June 8, 2007
Marian Sawer’s The Ethical State? is motivated by concern about the recent erosion of social-liberal political traditions in Australia. She highlights the strong influence in Australia’s political history of social liberalism, which she distinguishes from the classical liberalism (or laissez-faire) formulated at the time of Britain’s industrial revolution.
The ideology of laissez-faire emphasised contracts between atomised individuals in opposition to the state. It is an ideology which has substantially re-emerged since the 1970s as ‘market liberalism’ or ‘neo-liberalism’ or ‘economic rationalism’. By contrast, ‘social liberalism’, Sawer argues, as articulated by the 19th century Oxford academic T.H. Green and as transferred by many of his pupils to Australia at a critical time in this nation’s building prior to the First World War, supported state intervention to promote positive liberty, equal opportunity, and fairness and to enable individuals to actually overcome barriers in the way of their reaching their full potential.

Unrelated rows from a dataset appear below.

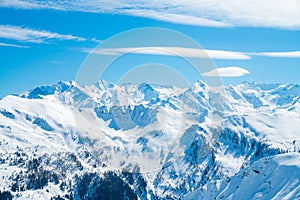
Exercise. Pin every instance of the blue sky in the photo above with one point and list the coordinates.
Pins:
(44, 42)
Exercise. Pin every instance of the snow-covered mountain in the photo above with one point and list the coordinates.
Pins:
(106, 141)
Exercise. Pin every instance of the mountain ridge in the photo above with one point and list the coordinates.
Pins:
(176, 141)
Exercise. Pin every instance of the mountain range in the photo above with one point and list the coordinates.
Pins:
(108, 141)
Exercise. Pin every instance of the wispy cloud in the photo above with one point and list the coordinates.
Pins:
(216, 13)
(191, 52)
(287, 54)
(56, 62)
(33, 36)
(12, 45)
(226, 72)
(172, 51)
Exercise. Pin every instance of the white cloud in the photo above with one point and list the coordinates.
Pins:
(12, 45)
(287, 54)
(173, 51)
(34, 36)
(226, 72)
(217, 13)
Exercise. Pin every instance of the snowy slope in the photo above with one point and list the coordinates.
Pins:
(156, 142)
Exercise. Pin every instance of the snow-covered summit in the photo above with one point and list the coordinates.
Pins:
(156, 141)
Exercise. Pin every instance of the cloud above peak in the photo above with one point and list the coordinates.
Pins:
(215, 13)
(227, 72)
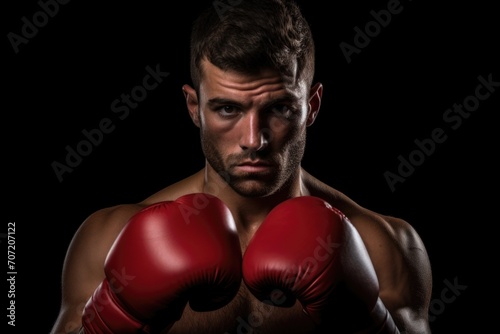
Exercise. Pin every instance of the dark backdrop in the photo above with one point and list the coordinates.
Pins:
(62, 79)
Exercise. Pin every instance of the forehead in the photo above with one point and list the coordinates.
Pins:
(216, 81)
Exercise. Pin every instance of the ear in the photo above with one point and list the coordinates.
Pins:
(315, 95)
(192, 103)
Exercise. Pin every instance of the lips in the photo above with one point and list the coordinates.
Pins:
(254, 166)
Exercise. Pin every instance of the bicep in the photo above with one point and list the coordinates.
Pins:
(83, 268)
(406, 289)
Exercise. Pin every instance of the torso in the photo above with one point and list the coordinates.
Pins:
(246, 314)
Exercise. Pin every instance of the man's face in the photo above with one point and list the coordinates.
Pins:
(252, 127)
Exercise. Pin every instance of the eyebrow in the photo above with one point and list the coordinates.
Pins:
(217, 101)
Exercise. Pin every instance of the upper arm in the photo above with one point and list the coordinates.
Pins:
(405, 280)
(83, 268)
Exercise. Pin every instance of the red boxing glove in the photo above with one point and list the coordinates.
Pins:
(168, 254)
(307, 250)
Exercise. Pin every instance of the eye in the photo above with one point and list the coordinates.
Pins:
(227, 111)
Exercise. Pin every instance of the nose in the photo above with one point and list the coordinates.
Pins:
(254, 136)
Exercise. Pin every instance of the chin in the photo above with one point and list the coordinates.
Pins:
(254, 188)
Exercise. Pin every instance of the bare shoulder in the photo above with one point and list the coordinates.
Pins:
(397, 252)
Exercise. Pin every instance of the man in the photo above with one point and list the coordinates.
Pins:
(252, 243)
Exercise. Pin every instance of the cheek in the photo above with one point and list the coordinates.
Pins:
(219, 133)
(281, 131)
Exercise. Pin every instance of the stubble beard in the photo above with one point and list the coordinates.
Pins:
(286, 164)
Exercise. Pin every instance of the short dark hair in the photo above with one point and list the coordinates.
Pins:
(251, 35)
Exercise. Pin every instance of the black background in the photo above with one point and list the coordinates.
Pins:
(394, 91)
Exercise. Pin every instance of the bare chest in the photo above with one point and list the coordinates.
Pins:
(245, 314)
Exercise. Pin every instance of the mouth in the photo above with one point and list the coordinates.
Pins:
(254, 166)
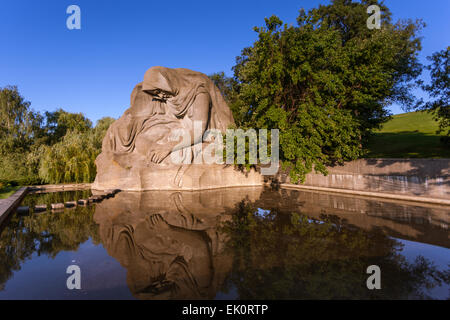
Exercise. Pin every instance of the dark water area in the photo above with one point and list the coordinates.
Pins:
(238, 243)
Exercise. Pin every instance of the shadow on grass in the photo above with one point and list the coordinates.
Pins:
(407, 144)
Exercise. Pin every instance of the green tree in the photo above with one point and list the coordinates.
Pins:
(20, 131)
(60, 122)
(326, 82)
(439, 91)
(72, 159)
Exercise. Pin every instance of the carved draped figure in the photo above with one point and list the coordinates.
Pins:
(147, 114)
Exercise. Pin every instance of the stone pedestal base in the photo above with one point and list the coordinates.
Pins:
(141, 177)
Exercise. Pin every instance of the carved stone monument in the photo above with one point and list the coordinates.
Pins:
(171, 112)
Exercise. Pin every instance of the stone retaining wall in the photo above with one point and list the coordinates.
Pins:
(410, 177)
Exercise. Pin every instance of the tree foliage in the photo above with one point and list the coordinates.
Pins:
(52, 148)
(439, 91)
(326, 82)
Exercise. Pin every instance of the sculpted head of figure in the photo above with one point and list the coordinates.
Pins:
(160, 83)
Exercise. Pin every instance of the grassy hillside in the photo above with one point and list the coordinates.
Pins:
(408, 135)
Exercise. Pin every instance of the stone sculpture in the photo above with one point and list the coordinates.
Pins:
(137, 147)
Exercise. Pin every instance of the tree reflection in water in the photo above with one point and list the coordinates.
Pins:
(256, 244)
(289, 256)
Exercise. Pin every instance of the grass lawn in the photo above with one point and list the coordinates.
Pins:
(7, 191)
(408, 135)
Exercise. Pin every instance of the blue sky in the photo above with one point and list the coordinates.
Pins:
(93, 70)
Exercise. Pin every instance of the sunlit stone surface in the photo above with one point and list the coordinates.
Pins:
(137, 149)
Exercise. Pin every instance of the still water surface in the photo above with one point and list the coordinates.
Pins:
(240, 243)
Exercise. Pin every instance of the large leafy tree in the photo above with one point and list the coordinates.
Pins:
(326, 82)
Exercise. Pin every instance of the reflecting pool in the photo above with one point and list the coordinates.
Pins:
(237, 243)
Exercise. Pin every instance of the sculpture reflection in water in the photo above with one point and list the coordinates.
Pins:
(190, 245)
(169, 241)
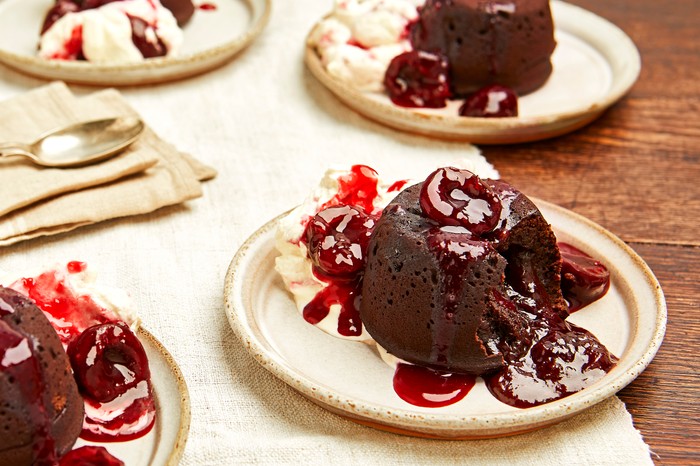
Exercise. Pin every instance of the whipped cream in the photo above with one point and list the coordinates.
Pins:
(105, 33)
(359, 38)
(293, 263)
(75, 283)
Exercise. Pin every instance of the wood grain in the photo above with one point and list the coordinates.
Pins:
(636, 171)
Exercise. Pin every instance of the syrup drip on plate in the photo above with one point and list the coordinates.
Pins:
(422, 386)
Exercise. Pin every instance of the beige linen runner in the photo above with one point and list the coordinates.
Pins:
(40, 201)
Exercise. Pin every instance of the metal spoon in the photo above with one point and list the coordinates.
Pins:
(78, 144)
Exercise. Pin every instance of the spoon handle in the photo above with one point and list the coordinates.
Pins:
(9, 149)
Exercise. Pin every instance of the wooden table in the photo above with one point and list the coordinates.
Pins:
(636, 171)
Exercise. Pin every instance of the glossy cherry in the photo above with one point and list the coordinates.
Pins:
(337, 238)
(418, 79)
(455, 197)
(491, 102)
(107, 360)
(89, 455)
(60, 9)
(583, 279)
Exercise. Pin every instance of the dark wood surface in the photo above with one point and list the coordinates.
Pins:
(636, 171)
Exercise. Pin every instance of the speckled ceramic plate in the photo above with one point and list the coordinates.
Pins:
(165, 443)
(212, 38)
(595, 64)
(349, 378)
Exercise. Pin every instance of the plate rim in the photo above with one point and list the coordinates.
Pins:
(93, 74)
(483, 130)
(185, 407)
(442, 425)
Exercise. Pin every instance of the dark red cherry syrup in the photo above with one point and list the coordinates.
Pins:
(336, 239)
(89, 456)
(454, 197)
(19, 362)
(108, 361)
(143, 34)
(69, 313)
(422, 386)
(549, 358)
(356, 188)
(418, 79)
(345, 294)
(583, 279)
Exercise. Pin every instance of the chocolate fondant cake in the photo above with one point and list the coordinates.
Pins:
(489, 42)
(439, 295)
(41, 411)
(182, 10)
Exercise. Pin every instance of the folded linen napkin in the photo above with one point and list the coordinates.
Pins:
(37, 201)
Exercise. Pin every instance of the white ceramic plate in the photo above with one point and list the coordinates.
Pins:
(165, 443)
(349, 378)
(595, 64)
(212, 38)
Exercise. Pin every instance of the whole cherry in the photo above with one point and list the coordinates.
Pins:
(107, 361)
(493, 101)
(337, 239)
(583, 279)
(455, 197)
(418, 79)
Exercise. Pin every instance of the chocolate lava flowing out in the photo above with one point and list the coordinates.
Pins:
(544, 357)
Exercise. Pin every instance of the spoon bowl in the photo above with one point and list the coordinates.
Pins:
(78, 144)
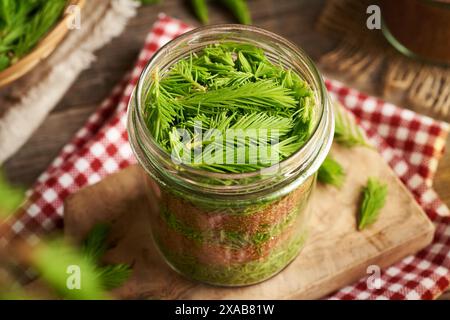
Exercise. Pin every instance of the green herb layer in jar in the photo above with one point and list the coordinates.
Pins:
(231, 123)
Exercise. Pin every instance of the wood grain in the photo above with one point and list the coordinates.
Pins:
(336, 253)
(42, 51)
(294, 19)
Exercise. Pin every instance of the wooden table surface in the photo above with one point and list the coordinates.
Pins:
(293, 19)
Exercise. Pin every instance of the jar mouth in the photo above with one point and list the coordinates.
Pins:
(222, 33)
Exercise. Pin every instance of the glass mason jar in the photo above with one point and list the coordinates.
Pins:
(231, 229)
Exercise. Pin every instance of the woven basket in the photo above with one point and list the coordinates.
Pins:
(45, 47)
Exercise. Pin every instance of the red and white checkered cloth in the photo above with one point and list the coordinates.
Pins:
(410, 143)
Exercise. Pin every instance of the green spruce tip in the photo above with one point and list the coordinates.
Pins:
(331, 172)
(56, 262)
(229, 86)
(201, 10)
(240, 10)
(373, 200)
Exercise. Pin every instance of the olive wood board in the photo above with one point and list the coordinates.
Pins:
(335, 255)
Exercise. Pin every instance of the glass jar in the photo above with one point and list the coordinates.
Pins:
(231, 229)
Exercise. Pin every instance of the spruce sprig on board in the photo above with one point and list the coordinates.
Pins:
(23, 24)
(94, 247)
(331, 172)
(347, 132)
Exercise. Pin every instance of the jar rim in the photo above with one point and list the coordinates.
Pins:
(293, 159)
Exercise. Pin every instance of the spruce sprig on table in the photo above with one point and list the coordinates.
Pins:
(374, 198)
(347, 132)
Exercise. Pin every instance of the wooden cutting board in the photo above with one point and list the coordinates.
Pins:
(336, 254)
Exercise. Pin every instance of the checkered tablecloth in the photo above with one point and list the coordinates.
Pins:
(410, 143)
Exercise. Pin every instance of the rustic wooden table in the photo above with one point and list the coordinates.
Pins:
(293, 19)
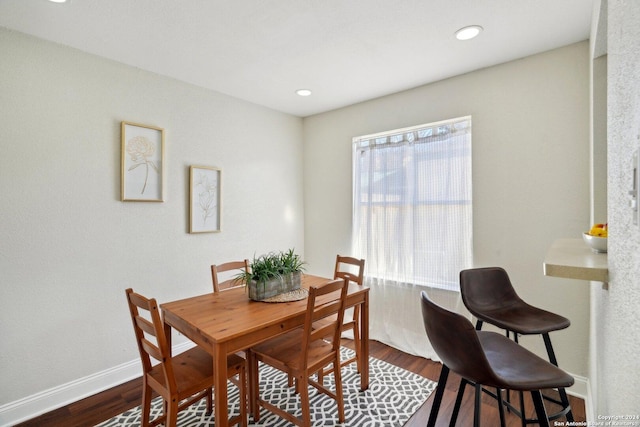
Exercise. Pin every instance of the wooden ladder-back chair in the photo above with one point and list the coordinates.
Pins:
(485, 359)
(188, 375)
(226, 267)
(304, 351)
(351, 269)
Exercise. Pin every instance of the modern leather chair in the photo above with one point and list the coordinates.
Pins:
(489, 296)
(485, 359)
(305, 351)
(226, 267)
(188, 375)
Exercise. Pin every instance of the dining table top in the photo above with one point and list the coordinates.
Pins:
(230, 316)
(228, 321)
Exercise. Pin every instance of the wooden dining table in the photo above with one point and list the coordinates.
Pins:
(228, 322)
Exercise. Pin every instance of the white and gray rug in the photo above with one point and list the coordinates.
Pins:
(394, 394)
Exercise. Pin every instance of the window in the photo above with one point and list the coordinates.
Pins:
(412, 213)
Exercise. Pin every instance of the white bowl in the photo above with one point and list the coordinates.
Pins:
(597, 244)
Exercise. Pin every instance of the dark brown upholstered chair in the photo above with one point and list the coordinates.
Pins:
(188, 375)
(230, 282)
(489, 295)
(486, 359)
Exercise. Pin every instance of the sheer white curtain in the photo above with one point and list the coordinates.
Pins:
(412, 223)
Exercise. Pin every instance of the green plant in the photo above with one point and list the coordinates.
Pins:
(272, 265)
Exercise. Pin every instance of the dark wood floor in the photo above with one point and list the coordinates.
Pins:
(102, 406)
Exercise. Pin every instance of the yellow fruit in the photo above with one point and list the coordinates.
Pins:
(599, 230)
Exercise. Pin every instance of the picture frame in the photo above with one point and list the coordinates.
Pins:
(142, 170)
(205, 199)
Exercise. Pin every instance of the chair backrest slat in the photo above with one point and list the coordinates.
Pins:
(153, 328)
(349, 268)
(326, 301)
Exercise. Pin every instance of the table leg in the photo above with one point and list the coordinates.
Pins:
(251, 379)
(364, 343)
(220, 385)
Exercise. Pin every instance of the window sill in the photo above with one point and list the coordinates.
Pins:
(573, 259)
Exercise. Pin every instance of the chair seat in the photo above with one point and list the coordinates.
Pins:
(531, 371)
(522, 318)
(193, 369)
(286, 348)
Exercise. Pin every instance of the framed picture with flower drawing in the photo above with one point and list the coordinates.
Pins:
(204, 199)
(142, 163)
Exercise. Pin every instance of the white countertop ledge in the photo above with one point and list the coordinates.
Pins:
(573, 259)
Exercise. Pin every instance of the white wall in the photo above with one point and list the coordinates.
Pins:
(615, 362)
(69, 247)
(530, 172)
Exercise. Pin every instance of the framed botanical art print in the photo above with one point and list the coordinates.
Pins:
(204, 199)
(142, 163)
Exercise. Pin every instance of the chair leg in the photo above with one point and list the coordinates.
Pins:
(254, 389)
(476, 405)
(303, 391)
(456, 407)
(209, 401)
(523, 417)
(562, 391)
(356, 337)
(172, 413)
(541, 413)
(500, 406)
(146, 404)
(437, 399)
(337, 375)
(242, 391)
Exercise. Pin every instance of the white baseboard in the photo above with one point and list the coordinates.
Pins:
(56, 397)
(580, 388)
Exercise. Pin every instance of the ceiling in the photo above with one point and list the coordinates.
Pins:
(345, 51)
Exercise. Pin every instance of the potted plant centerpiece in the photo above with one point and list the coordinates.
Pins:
(273, 274)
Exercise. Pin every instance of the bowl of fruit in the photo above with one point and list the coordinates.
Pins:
(596, 238)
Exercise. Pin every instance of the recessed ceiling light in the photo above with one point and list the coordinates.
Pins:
(469, 32)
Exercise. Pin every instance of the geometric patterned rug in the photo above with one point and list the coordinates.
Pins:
(394, 394)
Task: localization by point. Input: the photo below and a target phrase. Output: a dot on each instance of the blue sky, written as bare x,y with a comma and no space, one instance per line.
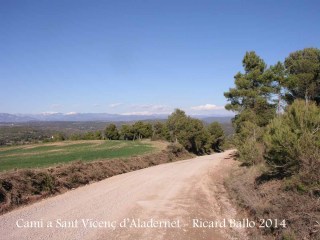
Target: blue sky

The ethical liberal state' is committed to the 'substantive goal of equal opportunity for its citizens.' (p 116) By equal opportunity, Sawer does not mean the competitive ideal currently in vogue in which each individual is free to compete with all others on a level playing field to reap their own rewards from the market. Rather, by equal opportunity Sawer refers to the social liberal ideal derived from the work of English political philosopher TH Green. Here, equal opportunity means enabling all individuals to realise their full potential and develop their skills and talents through 'wisely directed state action' (p 44) aimed at correcting the injustices and inequalities that an unchecked market creates.